Support vector machine (SVM) prediction of coefficients of curvature and uniformity of hybrid cement modified unsaturated soil with NQF inclusion

Abstract

Support vector machine (SVM) with its feature known as the statistical risk minimization (SRM) has been employed in the prediction of coefficient of curvature and uniformity on unsaturated lateritic soil treated with composites of hybrid cement and nanostructured quarry fines. This feature utilized by SVM is the advantage it exercises over other intelligent learning techniques. This prediction has become necessary due to the time and equipment needs required to regularly conduct laboratory experiments prior to earthwork designs and construction. It is important to note that earthwork projects involving unsaturated soils pose threats of failure due to volume changes during seasonal cycles of wetting and drying especially for hydraulically bound environments and substructures. With an intelligent prediction, these design and construction worries are overcome. The soil used in the current work has been classified as an A-7-6 group soil with highly plastic consistency.
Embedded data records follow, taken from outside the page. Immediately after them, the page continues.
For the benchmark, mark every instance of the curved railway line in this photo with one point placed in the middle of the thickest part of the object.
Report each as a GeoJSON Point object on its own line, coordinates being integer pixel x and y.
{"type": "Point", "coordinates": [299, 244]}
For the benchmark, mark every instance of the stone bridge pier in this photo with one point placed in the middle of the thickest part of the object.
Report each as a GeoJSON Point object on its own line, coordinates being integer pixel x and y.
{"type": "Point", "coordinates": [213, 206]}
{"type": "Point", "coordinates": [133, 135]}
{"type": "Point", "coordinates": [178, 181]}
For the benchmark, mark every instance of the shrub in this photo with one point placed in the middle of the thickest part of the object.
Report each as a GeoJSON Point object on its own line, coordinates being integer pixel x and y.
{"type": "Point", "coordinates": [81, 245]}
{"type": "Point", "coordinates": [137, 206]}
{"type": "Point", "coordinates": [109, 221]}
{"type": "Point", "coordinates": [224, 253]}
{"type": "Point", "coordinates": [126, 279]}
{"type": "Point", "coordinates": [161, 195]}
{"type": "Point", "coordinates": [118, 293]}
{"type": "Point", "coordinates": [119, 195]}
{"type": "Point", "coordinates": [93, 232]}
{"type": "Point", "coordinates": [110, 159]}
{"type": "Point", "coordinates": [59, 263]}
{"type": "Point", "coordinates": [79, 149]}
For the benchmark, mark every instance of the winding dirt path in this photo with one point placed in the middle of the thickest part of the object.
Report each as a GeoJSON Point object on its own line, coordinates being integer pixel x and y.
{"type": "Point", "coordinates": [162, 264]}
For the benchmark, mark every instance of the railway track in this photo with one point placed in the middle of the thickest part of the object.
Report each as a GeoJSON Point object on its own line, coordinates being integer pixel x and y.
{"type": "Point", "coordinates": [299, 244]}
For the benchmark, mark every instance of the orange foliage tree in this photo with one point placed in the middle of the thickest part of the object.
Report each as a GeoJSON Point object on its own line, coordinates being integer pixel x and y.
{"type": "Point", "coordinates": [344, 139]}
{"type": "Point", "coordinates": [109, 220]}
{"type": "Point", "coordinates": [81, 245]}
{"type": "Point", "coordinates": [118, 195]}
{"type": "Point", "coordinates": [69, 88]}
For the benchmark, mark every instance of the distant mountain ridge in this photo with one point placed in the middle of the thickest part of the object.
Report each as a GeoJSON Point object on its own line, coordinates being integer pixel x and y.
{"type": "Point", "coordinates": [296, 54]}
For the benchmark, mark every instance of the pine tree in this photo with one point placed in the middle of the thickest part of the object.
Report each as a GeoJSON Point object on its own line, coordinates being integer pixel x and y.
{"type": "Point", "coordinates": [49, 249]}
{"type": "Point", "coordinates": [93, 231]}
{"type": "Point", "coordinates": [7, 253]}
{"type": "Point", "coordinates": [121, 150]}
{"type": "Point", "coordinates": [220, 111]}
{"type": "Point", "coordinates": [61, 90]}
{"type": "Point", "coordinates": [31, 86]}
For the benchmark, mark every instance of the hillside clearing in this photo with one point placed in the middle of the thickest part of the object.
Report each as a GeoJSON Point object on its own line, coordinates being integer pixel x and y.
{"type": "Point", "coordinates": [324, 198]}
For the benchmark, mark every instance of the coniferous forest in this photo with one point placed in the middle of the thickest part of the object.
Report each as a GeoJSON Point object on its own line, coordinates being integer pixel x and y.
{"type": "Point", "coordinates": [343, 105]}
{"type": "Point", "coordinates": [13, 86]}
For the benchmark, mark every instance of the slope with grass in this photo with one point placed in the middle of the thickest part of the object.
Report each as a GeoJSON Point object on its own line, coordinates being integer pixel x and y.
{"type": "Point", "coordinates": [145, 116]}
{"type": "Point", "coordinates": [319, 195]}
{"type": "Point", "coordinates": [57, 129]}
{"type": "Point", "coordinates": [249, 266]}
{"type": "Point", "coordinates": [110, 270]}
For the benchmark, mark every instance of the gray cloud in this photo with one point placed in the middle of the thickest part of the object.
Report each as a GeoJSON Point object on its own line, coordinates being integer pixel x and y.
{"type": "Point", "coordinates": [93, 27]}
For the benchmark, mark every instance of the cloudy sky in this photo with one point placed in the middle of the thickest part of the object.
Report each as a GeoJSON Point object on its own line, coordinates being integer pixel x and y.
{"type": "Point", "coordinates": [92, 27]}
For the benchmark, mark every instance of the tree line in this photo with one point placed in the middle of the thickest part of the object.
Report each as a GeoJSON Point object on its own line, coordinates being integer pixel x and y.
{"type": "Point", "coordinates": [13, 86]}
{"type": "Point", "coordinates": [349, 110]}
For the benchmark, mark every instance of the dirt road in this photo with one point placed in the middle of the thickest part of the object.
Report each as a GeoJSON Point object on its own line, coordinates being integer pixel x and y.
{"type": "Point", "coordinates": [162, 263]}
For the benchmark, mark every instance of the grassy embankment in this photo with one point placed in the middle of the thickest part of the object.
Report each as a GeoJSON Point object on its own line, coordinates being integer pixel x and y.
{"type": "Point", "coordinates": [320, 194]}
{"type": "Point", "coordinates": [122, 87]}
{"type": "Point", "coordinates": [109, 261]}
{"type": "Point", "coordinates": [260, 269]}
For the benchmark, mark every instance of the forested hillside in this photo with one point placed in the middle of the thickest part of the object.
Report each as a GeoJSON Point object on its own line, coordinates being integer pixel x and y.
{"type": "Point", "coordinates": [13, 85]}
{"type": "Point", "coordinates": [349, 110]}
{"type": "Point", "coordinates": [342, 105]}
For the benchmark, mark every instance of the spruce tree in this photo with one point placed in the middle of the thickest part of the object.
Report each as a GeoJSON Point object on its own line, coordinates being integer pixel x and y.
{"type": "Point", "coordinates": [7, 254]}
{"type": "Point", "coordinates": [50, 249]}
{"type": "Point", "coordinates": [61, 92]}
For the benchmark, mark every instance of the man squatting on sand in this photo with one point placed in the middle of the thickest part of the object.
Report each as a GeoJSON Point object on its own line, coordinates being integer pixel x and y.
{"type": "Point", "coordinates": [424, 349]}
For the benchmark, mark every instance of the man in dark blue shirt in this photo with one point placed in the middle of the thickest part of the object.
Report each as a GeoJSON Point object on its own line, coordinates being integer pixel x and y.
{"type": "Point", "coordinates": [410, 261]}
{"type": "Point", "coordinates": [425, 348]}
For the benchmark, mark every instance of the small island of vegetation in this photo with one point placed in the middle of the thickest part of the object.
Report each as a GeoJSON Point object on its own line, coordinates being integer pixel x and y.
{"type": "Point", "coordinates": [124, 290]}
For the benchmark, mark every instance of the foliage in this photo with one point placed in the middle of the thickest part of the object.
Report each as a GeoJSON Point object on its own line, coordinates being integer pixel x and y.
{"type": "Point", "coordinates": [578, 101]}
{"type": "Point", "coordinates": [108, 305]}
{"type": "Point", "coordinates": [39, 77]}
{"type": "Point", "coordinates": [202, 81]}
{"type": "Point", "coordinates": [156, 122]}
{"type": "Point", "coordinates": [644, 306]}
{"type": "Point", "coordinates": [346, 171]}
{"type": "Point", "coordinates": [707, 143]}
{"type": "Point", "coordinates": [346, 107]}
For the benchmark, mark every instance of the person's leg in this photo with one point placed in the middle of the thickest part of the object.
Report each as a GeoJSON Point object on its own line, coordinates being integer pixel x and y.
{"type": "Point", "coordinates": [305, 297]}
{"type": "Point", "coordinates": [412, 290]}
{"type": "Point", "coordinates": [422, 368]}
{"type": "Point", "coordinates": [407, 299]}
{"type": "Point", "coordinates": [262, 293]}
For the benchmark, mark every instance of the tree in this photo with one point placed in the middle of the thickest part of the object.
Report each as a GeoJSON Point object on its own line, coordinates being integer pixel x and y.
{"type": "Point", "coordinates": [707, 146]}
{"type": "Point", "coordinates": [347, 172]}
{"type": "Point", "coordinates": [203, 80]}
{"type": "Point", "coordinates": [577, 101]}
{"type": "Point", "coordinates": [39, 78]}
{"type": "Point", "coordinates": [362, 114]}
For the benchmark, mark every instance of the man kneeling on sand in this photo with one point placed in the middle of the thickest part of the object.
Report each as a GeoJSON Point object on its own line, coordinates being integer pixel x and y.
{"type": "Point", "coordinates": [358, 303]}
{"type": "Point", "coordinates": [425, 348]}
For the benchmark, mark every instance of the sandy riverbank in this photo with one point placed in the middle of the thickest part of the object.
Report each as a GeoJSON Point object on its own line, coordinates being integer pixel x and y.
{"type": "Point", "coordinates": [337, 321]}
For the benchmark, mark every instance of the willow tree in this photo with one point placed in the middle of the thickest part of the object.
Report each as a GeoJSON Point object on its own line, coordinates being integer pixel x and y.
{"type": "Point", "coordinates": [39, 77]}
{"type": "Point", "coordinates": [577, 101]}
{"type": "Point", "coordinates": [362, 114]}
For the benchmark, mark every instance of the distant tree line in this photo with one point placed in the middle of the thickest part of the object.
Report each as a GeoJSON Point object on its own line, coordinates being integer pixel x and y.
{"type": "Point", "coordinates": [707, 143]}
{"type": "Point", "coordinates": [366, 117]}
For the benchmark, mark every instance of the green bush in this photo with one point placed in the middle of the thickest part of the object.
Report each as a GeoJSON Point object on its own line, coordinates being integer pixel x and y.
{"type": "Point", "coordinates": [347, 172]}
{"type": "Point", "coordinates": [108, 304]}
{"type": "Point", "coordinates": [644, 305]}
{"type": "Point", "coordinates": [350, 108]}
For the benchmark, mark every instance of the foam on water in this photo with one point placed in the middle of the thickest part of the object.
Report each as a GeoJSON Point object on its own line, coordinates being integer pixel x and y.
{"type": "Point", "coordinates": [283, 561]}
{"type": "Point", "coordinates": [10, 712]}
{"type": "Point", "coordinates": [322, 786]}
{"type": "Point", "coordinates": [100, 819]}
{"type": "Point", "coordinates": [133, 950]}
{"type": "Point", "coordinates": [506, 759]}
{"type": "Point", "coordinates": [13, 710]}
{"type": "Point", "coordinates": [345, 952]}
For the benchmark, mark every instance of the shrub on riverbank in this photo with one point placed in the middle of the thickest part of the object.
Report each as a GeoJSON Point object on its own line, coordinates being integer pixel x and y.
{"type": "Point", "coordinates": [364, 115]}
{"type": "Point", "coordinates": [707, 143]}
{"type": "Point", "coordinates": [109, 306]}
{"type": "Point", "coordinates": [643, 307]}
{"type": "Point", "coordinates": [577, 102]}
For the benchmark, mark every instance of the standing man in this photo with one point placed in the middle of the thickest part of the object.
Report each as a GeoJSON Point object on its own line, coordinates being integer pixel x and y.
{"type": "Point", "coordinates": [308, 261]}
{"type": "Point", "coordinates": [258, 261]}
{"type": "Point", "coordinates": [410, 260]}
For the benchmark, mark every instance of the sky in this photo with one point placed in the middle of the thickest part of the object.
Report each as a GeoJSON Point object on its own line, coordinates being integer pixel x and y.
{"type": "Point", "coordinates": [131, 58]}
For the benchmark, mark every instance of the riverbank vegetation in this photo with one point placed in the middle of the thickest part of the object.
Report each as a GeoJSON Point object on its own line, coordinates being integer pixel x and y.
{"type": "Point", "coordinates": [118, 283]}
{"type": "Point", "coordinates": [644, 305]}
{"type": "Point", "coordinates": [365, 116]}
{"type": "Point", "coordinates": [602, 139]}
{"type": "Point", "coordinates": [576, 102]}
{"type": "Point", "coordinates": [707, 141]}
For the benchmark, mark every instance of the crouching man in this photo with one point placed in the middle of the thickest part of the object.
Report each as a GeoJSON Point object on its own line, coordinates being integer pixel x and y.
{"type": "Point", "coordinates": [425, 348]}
Multiple experiments were conducted to generate multitude of datasets for the hybrid cement, nanostructured quarry fines, clay content and activity and frictional angle, which were selected as the independent variables for the model to predict coefficients of curvature and uniformity as the dependent variables. In order to correlate the relationship between the input and output parameters and as well validate the SVM model, detailed statistical analysis including Pearson's coefficient of correlation (R) and determination (R 2 ) and error analysis were conducted. Based upon the statistical analysis, the parameters were observed to have good correlation and determination ranging between 0.97 and 0.99. It was also observed that SVM outclassed MLR more in predicting Cu then it did in predicting Cc. Finally, sensitivity analysis was carried out and it was found that the Cc value is dependent mostly on frictional angle while Cu is dependent most on the NQF.